A flying visit with a lasting impact
The Orbis Flying Eye Hospital has been restoring sight to thousands of people for over 30 years
What do you get when you combine an old FedEx aeroplane, some ex-pilots with a good idea and the advice of medical experts? The Orbis Flying Eye Hospital, of course, which has been changing the lives of countless people across the world since the 1980s.
Many of us are familiar with French skincare brand L’Occitane en Provence, which is renowned for its exceptional products, but it is its charitable work throughout the years that equally deserves such recognition.

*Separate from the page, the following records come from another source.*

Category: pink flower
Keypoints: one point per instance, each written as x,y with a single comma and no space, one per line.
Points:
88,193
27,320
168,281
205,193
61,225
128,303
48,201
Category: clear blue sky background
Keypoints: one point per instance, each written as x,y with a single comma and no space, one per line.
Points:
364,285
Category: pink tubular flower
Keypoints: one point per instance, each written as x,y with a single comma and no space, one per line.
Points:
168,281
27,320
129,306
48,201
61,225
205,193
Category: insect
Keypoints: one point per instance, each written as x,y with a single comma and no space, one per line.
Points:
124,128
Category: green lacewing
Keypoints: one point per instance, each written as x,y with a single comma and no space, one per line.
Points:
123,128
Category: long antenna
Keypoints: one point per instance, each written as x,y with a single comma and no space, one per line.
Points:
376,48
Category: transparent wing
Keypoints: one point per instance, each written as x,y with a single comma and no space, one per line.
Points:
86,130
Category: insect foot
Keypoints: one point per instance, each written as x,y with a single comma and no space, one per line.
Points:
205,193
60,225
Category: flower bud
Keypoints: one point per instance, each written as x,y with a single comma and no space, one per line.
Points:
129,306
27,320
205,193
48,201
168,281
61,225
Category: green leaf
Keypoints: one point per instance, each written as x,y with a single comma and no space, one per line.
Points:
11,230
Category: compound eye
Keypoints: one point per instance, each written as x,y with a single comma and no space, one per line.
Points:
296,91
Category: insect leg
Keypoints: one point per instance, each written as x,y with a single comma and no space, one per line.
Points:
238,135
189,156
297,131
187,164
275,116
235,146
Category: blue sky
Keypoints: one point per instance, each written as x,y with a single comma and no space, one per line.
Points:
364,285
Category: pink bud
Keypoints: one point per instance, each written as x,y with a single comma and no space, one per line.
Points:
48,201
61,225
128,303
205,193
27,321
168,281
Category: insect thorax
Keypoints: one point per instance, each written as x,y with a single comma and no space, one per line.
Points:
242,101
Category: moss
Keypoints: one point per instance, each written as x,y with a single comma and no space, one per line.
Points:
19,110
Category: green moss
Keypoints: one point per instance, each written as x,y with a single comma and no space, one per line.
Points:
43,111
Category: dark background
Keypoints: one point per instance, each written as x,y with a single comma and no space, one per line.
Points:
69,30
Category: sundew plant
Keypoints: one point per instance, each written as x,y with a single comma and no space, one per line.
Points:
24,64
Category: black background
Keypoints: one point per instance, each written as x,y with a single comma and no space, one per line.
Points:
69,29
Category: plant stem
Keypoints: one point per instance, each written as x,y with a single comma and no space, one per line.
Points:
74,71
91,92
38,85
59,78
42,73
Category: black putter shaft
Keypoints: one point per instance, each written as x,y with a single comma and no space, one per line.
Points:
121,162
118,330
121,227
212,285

“L’Occitane as a brand began in 1976 and we started to put Braille on our products in the 1990s, which was a pioneering action at that time. Olivier Baussan [the founder] wanted to do something to make the products accessible to everyone and to start raising awareness about blindness,” says Charlotte Bonnet, General Delegate at the L’Occitane Foundation.
“Since the brand has been successful he wanted to have some give-back action to share the success with the communities around the brand, so when the L’Occitane Foundation was created in 2006 it was obvious to support the fight against avoidable blindness. We also support actions for women’s leadership and the preservation of natural heritage in Provence, in the south of France, but our main project at the Foundation now is the fight against avoidable blindness and within this programme we include the Orbis partnership.”

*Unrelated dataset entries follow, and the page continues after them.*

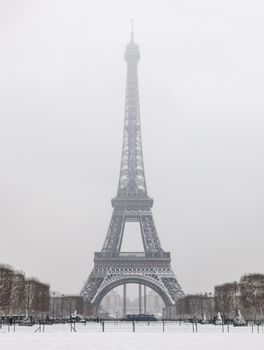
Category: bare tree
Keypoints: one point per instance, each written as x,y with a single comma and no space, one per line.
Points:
226,299
252,295
6,280
18,294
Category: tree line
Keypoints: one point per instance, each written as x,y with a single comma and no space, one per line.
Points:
247,295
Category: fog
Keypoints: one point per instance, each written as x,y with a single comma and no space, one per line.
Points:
62,93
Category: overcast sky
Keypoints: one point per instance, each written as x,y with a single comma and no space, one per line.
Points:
62,92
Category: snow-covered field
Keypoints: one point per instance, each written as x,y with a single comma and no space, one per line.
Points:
119,336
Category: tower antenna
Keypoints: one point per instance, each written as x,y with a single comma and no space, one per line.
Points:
132,29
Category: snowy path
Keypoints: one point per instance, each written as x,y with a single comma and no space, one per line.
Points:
130,341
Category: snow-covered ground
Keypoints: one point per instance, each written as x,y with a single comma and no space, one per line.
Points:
119,336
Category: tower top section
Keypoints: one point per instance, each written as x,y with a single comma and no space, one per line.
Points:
132,54
132,184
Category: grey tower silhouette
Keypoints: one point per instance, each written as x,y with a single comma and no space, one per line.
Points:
132,204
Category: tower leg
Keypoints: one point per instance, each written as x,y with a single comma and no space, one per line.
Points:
139,299
145,299
124,300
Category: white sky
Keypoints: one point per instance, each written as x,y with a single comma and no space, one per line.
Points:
62,90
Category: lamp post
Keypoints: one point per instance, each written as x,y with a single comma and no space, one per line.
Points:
62,296
53,304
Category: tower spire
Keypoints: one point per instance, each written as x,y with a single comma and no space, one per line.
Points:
132,30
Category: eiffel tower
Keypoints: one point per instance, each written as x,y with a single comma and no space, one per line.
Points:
112,267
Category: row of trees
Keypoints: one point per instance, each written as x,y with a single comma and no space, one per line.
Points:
21,296
247,295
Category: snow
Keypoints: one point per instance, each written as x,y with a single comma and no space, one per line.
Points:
119,336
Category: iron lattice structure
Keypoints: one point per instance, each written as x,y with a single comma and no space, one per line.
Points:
132,203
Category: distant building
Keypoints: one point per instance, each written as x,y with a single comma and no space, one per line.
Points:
113,304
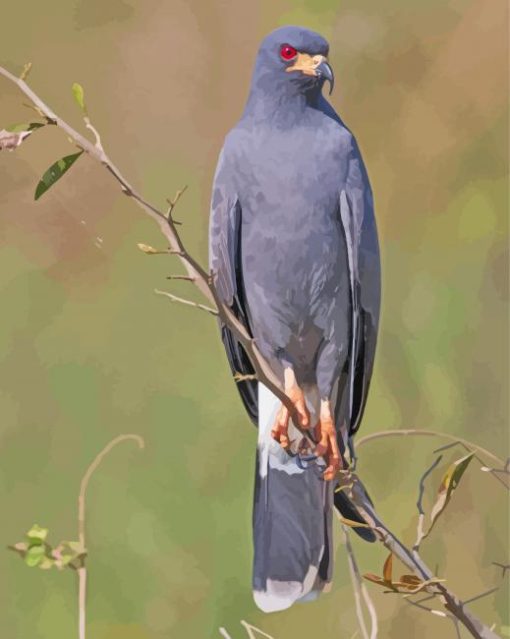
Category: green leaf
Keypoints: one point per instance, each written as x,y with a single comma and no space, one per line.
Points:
79,96
34,556
26,126
36,535
447,487
388,569
46,563
54,173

Charlotte’s role sees her responsible for all the philanthropic actions of the brand. “The company gives me more than €1 million every year and my job is to make sure that this budget is used well and in a transparent way, for the biggest impact.”
The link between Orbis and L’Occitane began in 2000, when the company launched their first solidarity product and used the funds raised to support the charity. “The solidarity products are launched every year for different programmes and NGOs around the world, but are always aimed at fighting avoidable blindness and 100 per cent of the profits go towards NGOs and charities. “L’Occitane had ten years of great partnership with Orbis and since then we have developed a new partnership, but through other types of actions.”

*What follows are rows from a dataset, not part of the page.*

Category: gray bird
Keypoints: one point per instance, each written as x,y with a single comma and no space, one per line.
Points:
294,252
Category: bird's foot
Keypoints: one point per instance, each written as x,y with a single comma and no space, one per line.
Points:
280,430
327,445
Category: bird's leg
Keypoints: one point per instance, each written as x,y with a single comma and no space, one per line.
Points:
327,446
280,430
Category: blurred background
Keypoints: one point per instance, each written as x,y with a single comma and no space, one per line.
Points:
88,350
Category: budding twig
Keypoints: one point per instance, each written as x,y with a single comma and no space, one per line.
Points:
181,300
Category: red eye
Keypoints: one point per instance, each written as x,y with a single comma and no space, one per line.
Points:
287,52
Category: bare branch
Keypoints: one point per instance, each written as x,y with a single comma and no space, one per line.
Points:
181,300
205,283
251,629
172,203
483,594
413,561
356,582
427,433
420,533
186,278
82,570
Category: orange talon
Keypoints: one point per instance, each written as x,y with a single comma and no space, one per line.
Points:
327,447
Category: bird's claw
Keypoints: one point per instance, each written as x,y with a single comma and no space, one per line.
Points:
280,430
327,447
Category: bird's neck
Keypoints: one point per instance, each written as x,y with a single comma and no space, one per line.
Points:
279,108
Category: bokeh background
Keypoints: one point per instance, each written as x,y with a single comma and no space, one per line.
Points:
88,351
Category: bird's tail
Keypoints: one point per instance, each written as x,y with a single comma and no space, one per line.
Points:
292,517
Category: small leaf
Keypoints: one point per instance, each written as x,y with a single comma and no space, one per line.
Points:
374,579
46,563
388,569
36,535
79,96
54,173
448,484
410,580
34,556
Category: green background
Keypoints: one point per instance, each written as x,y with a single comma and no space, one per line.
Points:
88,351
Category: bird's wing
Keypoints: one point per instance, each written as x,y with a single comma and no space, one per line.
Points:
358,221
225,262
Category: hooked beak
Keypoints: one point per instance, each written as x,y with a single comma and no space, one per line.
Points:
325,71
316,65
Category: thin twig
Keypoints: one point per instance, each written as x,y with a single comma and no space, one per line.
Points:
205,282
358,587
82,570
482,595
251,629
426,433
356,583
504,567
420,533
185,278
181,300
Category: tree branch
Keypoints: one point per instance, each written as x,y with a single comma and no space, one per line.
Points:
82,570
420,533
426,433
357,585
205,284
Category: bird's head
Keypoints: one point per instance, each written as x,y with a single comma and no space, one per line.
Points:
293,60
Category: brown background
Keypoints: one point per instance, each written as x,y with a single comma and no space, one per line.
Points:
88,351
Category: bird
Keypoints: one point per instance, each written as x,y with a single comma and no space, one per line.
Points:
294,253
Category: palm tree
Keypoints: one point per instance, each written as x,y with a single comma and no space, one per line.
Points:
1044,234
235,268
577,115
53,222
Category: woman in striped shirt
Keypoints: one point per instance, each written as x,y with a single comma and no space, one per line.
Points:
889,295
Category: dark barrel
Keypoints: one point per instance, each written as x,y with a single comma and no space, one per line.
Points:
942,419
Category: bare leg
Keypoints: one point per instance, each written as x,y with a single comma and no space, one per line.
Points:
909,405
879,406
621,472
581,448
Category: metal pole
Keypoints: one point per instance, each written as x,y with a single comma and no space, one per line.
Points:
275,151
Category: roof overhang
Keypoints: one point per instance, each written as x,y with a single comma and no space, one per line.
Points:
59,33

This new action is the huge contribution L’Occitane made towards the construction of the Patient Care and Laser Room on board the Orbis Flying Eye Hospital. “We raised €400,000 among directors and trustees of L’Occitane in 2011 and this room made sense for everyone. It’s where you get your treatment, but also the room where you first open your eyes when you recover from your surgery, so it was actually a very impactful story for us.”
“For any project we support financially around the world, it’s very important for us to know how the funds will be used on the field. To know that these funds would go towards a concrete and precise room and to understand the role of this room within the process of training staff locally and providing surgeries and eye care for the people there. It was important for us to know what it would be used for.”
Diane Weatherup, Development Director for Orbis Ireland says: “The goal of Orbis is to eliminate avoidable blindness in the developing world. It’s a great charity to work for because you can see the impact. My role here is to fundraise across Ireland, to raise awareness and money from the Irish people. Orbis started with the plane; some ex-FedEx pilots thought it would be a good idea to get an ex-FedEx plane and convert it into a hospital. They got together with some medical experts and started to brainstorm and The Flying Eye Hospital took its first flight in 1982.”
So far FedEx has donated three planes, the third of which is in use. “There’s only ever one aeroplane in operation at any one time,” says Diane. For the past 11 years Orbis Ireland has focused on a project in southern Ethiopia, due to the predominance of a bacterial disease, trachoma.
“The prevalence was one of the highest in the world in this region and Orbis Ireland took on the project of completely eliminating the disease from this region, of about 2.5 million people. The progress so far has been excellent; we’ve achieved a reduction of 75 per cent so we are on the right track and we’re hoping to achieve that by 2020. What we’re doing is e ective and it’s working.
“It’s the World Health Organisation SAFE strategy, so that’s basically conducting surgeries, distributing antibiotics, educating communities on facial cleanliness and then improving the environment, like sanitation and clean water.
“The Flying Eye Hospital will fly into a country and spend six weeks there. As part of that they will go out and find cases that are suitable for teaching. It’s all based on the teaching side of it and not trying to get through as many surgeries as possible.”